Calcium metabolism Flashcards
Review calcium and phosphate homeostasis
Ingest ca and phosphate to which some released in faeces but some absorbed by GIT , where some is filtered into kidney and released in urine and remaining deposited in bone -> bone turnover -> controlled by PTH and calcitriol
Discuss the role of GIT in calcium balance
- Calcium absorption is incomplete due to two factors:
- Activated vitamin D required for intestinal calcium absorption
- Insoluble salts (ca phosphate, ca oxalate) not absorbed.
- Normal adult:
- Ingests 1000 mg of calcium per day
- Absorbs 400 to 500 mg calcium.
- Loses 300 mg of calcium into the stool via digestive secretions.
- Thus, net absorption is only 100 to 200 mg.
- In steady state, this quantity of calcium is excreted in the urine.
Discuss role of bone in calcium balance
- Main calcium reservoir in body (99%)
- Most of the body calcium exists in bone as hydroxyapatite.
- Bone is a calcium reservoir that is involved in maintaining a normal plasma ionized calcium concentration
- This process depends upon the activity of osteoblasts and osteoclasts, which are regulated by many hormones and proteins, including parathyroid hormone (PTH) and calcitriol
Discuss role of renal system in calcium balance
- Only ionized calcium filtered by glomerulus.
- 97 to 99 % of filtered calcium reabsorbed in the nephron.
- 70 % reabsorbed passively in the proximal tubule.
- 20 % reabsorbed passively in the TALH.
- 15 % reabsorbed actively in distal nephron.
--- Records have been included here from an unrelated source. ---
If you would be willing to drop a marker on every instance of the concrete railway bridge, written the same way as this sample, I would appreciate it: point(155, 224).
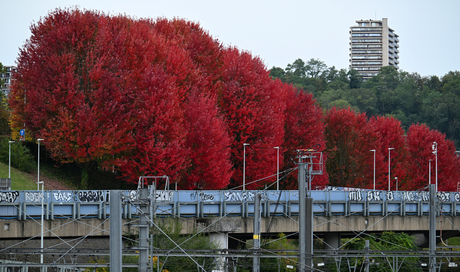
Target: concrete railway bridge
point(74, 219)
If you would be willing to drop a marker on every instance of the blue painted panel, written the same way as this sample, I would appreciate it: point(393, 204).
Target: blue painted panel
point(338, 208)
point(279, 208)
point(411, 208)
point(357, 208)
point(165, 210)
point(211, 209)
point(234, 209)
point(9, 210)
point(89, 209)
point(338, 196)
point(188, 209)
point(32, 210)
point(319, 195)
point(63, 210)
point(294, 208)
point(320, 208)
point(187, 196)
point(376, 208)
point(446, 208)
point(394, 208)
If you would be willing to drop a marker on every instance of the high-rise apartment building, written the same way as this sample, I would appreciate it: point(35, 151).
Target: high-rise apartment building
point(7, 77)
point(373, 45)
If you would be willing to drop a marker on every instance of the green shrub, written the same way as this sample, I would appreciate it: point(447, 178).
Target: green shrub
point(21, 158)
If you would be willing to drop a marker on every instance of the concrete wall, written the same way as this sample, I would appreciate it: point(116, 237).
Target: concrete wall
point(239, 225)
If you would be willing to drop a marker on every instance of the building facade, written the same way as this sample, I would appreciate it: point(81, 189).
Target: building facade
point(7, 77)
point(373, 45)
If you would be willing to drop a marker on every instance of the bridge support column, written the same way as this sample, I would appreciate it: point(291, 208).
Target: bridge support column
point(331, 240)
point(221, 240)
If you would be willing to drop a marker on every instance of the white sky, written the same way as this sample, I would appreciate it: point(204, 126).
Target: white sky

- Distal calcium reabsorption is responsible for physiologic calcium regulation as well as the dysregulation observed in many disease states
How does calcium present in plasma?
- 40% bound to albumin
- 15% complexed with citrate, sulfate, or phosphate
- 45% ionized (or free) calcium.
ionised under hormonal control PTH,calcitriol
Formula to deduce total calcium in blood a/w albumin
- Laboratory reports total (free and bound) calcium
- Caution in hypoalbuminemia, acid-base disorders, CKD.
- Ca corr (mmol/L) = (0.02 * (40 - Pt’s Albumin)) + Serum Ca
Define PTH and main features
84 AA polypeptide produced by chief cells
Ionised Ca2+ sensed by CaSR on parathyroid cells
PTH secreted in response to fall in iCa2+
‘Phosphate trashing hormone’
Net effect: ↑ calcium, ↓ phosphate
Role of PTH in regulating calcium conc
Increased GI absorption
•PTH promotes renal formation of calcitriol aka active Vit D aka 1,25 hydroxyvit D via upregulation of 1α hydroxylase enzyme activity.
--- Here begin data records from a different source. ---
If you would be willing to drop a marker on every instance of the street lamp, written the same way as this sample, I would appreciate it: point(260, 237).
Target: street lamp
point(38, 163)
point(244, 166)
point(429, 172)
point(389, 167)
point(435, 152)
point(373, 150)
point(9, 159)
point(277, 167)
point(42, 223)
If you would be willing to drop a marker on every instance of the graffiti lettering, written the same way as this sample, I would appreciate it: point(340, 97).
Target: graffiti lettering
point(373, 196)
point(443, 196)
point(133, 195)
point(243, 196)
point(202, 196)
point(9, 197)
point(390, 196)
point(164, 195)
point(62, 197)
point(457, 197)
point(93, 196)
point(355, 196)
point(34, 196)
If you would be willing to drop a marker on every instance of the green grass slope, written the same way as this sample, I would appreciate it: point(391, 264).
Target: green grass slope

•Calcitriol enhances intestinal calcium and phosphate absorption
Increased bone resorption
•Activates bone resorption by binding to PTH receptors on osteoblasts.
•Results in increases in osteoclast number and activity
Increased renal resorption
•PTH causes a rapid increase in calcium reabsorption in the distal nephron.
•PTH also promotes renal formation of calcitriol via upregulation of of 1α hydroxylase enzyme activity.
•PTH increases renal excretion of phosphate.
Define calcitriol
Active form of vitamin D.
Enzymatic activation in liver and kidneys.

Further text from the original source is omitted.